After the Department of Veterans Affairs has determined that a veteran deserves a disability benefit for an impairment causally related to illness or injury while serving in the military, the effective date of the award will depend on when the veteran made the benefit. In 1996, Robert Sellers submitted a standard disability benefit form listing certain physical ailments and other “disabilities while on active service.” At the time, the VA Sellers granted physical benefits, but did not evaluate him for psychiatric conditions, including the death of his friends while serving in the Vietnam War. In 2009, Sellers looked for benefits specific to the psychiatric symptoms he was receiving. His petition in Sellers against McDonough concerns the effective date of those benefits – 1996 or 2009. The US Federal Circuit Court of Appeals, which has exclusive jurisdiction over the Veterans Claims Court, ruled that 2009 was the effective date because The Form 1996 von Sellers did not identify any psychiatric conditions for which he was claiming benefits. Seller claims that the form is not dispositive and that the VA should have examined its impairments comprehensively in 1996.

These and other petitions of the week are listed below:

Eagle Trust Fund v US Postal Service
20-1026
Problems: (1) Whether the Postal Reorganization Act of 1970 implicitly prohibits review of the Non-Administrative Procedure Act, including allegations of arbitrary and capricious behavior or failure to comply with the U.S. Postal Service’s own rules; and (2) whether the PRA violates Article III, which governs judicial review of USPS decisions.

Hamilton v. Speight
20-1123
Questions: (1) Whether the first adjustment right to freedom of expression protects the use of a person’s actual likeness without permission when balanced against that person’s property, privacy, and dignity against the unauthorized use of their likeness; and (2) whether the right to freedom of expression after the first change protects the unauthorized use of a person’s face and voice in a game by a video game manufacturer.

Ericsson Inc. v TCL Communication Technology Holdings Ltd.
20-1130
Problems: (1) Is there an exception for summary judgment decisions that relate solely to “legal issues”, notwithstanding the customary rule that a pre-trial rejection of a summary judgment application cannot be reviewed on appeal? and (2) whether an order rejecting a summary judgment may be reviewed in the discretion of the appeals court regardless of failure by either party to obtain final judgment on those grounds Federal Code of Procedure 50.

California Parents for Compensating Classroom Materials v. Torlakson
20-1137
problem: Whether the freedom of practice clause allows the government to choose a religion for unfavorable treatment as long as it does not “materially burden” religious practice.

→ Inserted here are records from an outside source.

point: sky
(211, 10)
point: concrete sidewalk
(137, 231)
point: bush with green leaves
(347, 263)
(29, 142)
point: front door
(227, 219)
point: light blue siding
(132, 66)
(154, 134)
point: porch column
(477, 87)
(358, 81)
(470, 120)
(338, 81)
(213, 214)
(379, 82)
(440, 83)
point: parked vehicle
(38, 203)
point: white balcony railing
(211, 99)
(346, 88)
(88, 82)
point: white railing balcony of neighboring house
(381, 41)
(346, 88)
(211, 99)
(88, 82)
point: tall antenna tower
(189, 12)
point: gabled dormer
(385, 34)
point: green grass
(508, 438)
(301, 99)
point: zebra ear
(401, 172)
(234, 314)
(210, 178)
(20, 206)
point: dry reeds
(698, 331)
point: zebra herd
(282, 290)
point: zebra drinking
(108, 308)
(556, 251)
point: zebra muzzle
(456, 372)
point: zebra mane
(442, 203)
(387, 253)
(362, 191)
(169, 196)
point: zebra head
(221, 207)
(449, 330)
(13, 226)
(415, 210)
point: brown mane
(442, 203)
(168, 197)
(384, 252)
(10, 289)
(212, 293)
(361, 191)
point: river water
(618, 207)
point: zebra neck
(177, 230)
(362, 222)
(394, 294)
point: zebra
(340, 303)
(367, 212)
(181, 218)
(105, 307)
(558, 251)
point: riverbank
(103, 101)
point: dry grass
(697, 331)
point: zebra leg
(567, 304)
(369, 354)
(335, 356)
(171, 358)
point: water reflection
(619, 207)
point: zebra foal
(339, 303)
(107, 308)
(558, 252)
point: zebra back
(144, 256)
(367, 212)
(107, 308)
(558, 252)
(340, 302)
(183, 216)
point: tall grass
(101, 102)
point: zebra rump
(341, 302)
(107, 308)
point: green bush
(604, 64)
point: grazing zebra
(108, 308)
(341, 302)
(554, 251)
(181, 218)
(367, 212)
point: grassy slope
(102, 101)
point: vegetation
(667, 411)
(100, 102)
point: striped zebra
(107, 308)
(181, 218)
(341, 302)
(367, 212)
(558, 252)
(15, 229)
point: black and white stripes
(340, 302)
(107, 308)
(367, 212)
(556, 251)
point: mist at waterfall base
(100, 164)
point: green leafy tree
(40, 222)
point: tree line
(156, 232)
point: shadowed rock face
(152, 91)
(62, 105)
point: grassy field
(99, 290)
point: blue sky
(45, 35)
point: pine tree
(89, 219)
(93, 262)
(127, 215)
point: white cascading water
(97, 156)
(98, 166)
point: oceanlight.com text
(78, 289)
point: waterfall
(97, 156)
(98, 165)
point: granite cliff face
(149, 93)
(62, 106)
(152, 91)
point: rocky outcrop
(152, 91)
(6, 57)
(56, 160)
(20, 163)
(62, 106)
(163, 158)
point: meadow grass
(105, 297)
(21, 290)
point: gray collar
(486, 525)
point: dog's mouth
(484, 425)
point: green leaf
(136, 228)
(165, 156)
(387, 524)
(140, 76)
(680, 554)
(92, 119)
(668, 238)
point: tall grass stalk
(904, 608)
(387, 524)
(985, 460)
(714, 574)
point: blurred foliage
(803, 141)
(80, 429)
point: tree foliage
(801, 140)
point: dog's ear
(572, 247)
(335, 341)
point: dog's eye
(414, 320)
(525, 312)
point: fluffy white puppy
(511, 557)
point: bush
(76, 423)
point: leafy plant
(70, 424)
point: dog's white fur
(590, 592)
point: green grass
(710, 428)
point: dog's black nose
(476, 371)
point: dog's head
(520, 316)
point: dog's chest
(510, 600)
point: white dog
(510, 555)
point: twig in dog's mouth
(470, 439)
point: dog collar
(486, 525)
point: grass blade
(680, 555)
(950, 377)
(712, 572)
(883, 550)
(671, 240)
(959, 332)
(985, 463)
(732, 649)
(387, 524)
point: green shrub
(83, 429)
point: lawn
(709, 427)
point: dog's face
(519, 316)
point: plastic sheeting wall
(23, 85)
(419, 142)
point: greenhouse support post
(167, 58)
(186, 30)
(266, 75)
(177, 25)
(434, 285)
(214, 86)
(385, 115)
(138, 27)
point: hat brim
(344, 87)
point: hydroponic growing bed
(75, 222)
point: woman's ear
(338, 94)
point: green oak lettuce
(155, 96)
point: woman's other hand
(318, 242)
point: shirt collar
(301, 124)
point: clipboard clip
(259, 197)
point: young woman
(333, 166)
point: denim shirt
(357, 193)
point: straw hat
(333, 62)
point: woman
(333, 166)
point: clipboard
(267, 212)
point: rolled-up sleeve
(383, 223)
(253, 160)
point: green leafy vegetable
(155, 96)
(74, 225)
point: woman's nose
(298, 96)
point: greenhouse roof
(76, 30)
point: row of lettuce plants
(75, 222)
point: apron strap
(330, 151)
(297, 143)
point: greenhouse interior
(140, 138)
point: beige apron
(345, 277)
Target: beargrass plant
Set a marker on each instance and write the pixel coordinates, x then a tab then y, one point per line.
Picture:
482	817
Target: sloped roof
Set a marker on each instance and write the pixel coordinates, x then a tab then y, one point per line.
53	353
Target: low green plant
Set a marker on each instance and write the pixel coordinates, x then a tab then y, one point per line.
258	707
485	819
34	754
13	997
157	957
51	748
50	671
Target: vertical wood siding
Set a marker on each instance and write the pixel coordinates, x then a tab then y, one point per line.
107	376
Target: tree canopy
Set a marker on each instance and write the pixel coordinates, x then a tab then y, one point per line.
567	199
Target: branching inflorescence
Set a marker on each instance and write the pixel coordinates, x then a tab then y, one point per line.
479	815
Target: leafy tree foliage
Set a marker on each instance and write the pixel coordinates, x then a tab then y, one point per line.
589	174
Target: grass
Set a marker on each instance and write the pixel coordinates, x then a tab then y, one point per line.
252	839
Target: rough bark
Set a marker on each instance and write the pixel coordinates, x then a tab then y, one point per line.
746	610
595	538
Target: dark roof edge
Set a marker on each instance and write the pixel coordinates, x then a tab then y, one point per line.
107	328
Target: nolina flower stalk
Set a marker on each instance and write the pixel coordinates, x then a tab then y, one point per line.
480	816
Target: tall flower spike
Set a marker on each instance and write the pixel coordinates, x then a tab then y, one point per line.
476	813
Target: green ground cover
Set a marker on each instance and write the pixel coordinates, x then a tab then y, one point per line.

Doe Company v United States
20-1141
Problems: (1) Whether the essential interest of a responding party in a disclosure order that directs an uninterested third party to submit documents is an appeal jurisdiction according to Perlman versus the United Statesif this interest is lost without immediate review of the appeal; and (2) whether a federal court lacks specific personal jurisdiction to enforce a subpoena addressed to a foreign recipient and requiring the production of documents unrelated to the recipient’s contacts with the United States.

Seller v. McDonough
20-1148
problem: Whether, if a veteran has filed a disability benefit claim, the veteran’s claim includes all reasonably identifiable terms in the veteran’s service record.